Prove that $\frac{x_1}{1+x_2+x_3+\ldots+x_n}+\frac{x_2}{1+x_1+x_3+\ldots+x_n}+\ldots+\frac{x_n}{1+x_1+x_2+\ldots+x_{n-1}}\ge\frac{n}{2n-1}$.
For any $x,y \in (0,2)$, we have $$\frac{x}{2-x} - \frac{y}{2-y} = \frac{2(x-y)}{(2-x)(2-y)} = 2\left(\frac{x-y}{2-y}\right)\left[\left(\frac{1}{2-x} - \frac{1}{2-y}\right) + \frac{1}{2-y}\right] = 2\left(\frac{x-y}{2-y}\right)\left[\frac{x-y}{(2-x)(2-y)} + \frac{1}{2-y}\right] = \frac{2(x-y)^2}{(2-x)(2-y)^2} + \frac{2(x-y)}{(2-y)^2} \ge \frac{2(x-y)}{(2-y)^2} $$ Substitute $x$ by $x_i$ and $y$ by $\frac{1}{n}$ and then sum over $i$, we get
$$ \sum_{i=1}^n \frac{x_i}{2-x_i} - \frac{n}{2n-1} = \sum_{i=1}^n \left(\frac{x_i}{2-x_i} -\frac{\frac{1}{n}}{2-\frac{1}{n}}\right) \ge \frac{2}{(2-\frac{1}{n})^2}\sum_{i=1}^n \left( x_i - \frac{1}{n}\right) = \frac{2}{(2-\frac{1}{n})^2} \left(\sum_{i=1}^n x_i - 1 \right) = 0$$ The steps look almost magical. How do I come up with that? The answer is we are using Jensen's inequality from behind.
Jensen's inequality is actually more generic and applicable beyond differentiable functions. If you have any function $f(x)$ whose graph curved up on both side at every point, then Jensen's inequality works. Such functions are called convex functions. For any convex function $f(x)$, Jensen's inequality tells us:
$$\frac{1}{n} \sum_{i=1}^n f(x_i)\;\;\ge\;\; f(\frac{1}{n} \sum_{i=1}^n x_i)$$
This means if you want to verify $\sum_{i=1}^n f(x_i) \ge$ some number $M$. You just need to check what happens when all $x_i$ are equal to each other.
In this case, we are told we cannot use Jensen's inequality. So we expand our target function $f(x_i)$ around $\frac{1}{n}$, the mean of the $x_i$'s, and we are sure after we cancel the linear parts, the rest of the expansion will be non-negative.

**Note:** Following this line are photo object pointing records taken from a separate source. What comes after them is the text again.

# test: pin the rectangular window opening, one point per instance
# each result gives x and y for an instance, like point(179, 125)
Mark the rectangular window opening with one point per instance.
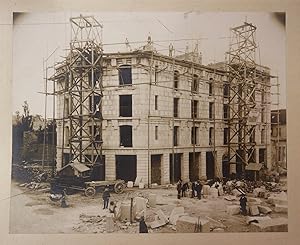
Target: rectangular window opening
point(125, 75)
point(176, 105)
point(175, 136)
point(156, 102)
point(126, 135)
point(125, 105)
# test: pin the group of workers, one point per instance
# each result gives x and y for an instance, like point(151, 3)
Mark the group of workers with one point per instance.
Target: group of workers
point(183, 187)
point(196, 187)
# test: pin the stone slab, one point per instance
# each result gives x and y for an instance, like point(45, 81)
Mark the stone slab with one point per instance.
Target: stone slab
point(160, 220)
point(233, 209)
point(188, 224)
point(273, 225)
point(205, 190)
point(175, 214)
point(256, 219)
point(281, 208)
point(264, 209)
point(254, 210)
point(152, 200)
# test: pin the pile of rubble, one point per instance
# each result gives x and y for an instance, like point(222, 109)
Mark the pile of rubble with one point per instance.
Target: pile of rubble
point(42, 187)
point(26, 172)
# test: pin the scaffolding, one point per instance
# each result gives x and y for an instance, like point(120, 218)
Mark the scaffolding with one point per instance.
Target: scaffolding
point(243, 83)
point(80, 75)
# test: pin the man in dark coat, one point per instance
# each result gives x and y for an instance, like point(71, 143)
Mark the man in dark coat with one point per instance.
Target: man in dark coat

Writing ${\displaystyle {x_i \over 2 - x_i} = -1 + {2 \over 2 - x_i}}$, you have $$\frac{x_1}{2-x_1} + \frac{x_2}{2-x_2} +\ldots + \frac{x_n}{2-x_n} = -n + \frac{2}{2-x_1} + \frac{2}{2-x_2} +\ldots + \frac{2}{2-x_n}$$ So it suffices to show $$ \frac{2}{2-x_1} + \frac{2}{2-x_2} +\ldots + \frac{2}{2-x_n} \geq n + \frac{n}{2n-1}$$ This is the same as $$\frac{1}{2-x_1} + \frac{1}{2-x_2} +\ldots + \frac{1}{2-x_n} \geq \frac{n^2}{2n - 1}$$ Letting $y_i = 2 - x_i$, this is the same as showing $$\frac{1}{y_1} + \frac{1}{y_2} +\ldots + \frac{1}{y_n} \geq \frac{n^2}{2n - 1}$$ The condition $\sum_i x_i = 1$ translates into $\sum_i y_i = 2n - 1$. By the arithmetic-harmonic mean inequality, $$n\bigg(\frac{1}{y_1} + \frac{1}{y_2} +\ldots + \frac{1}{y_n}\bigg)^{-1} \leq {1 \over n}\sum_i y_i $$ $$= {2n - 1 \over n}$$ This is equivalent to what you want to show.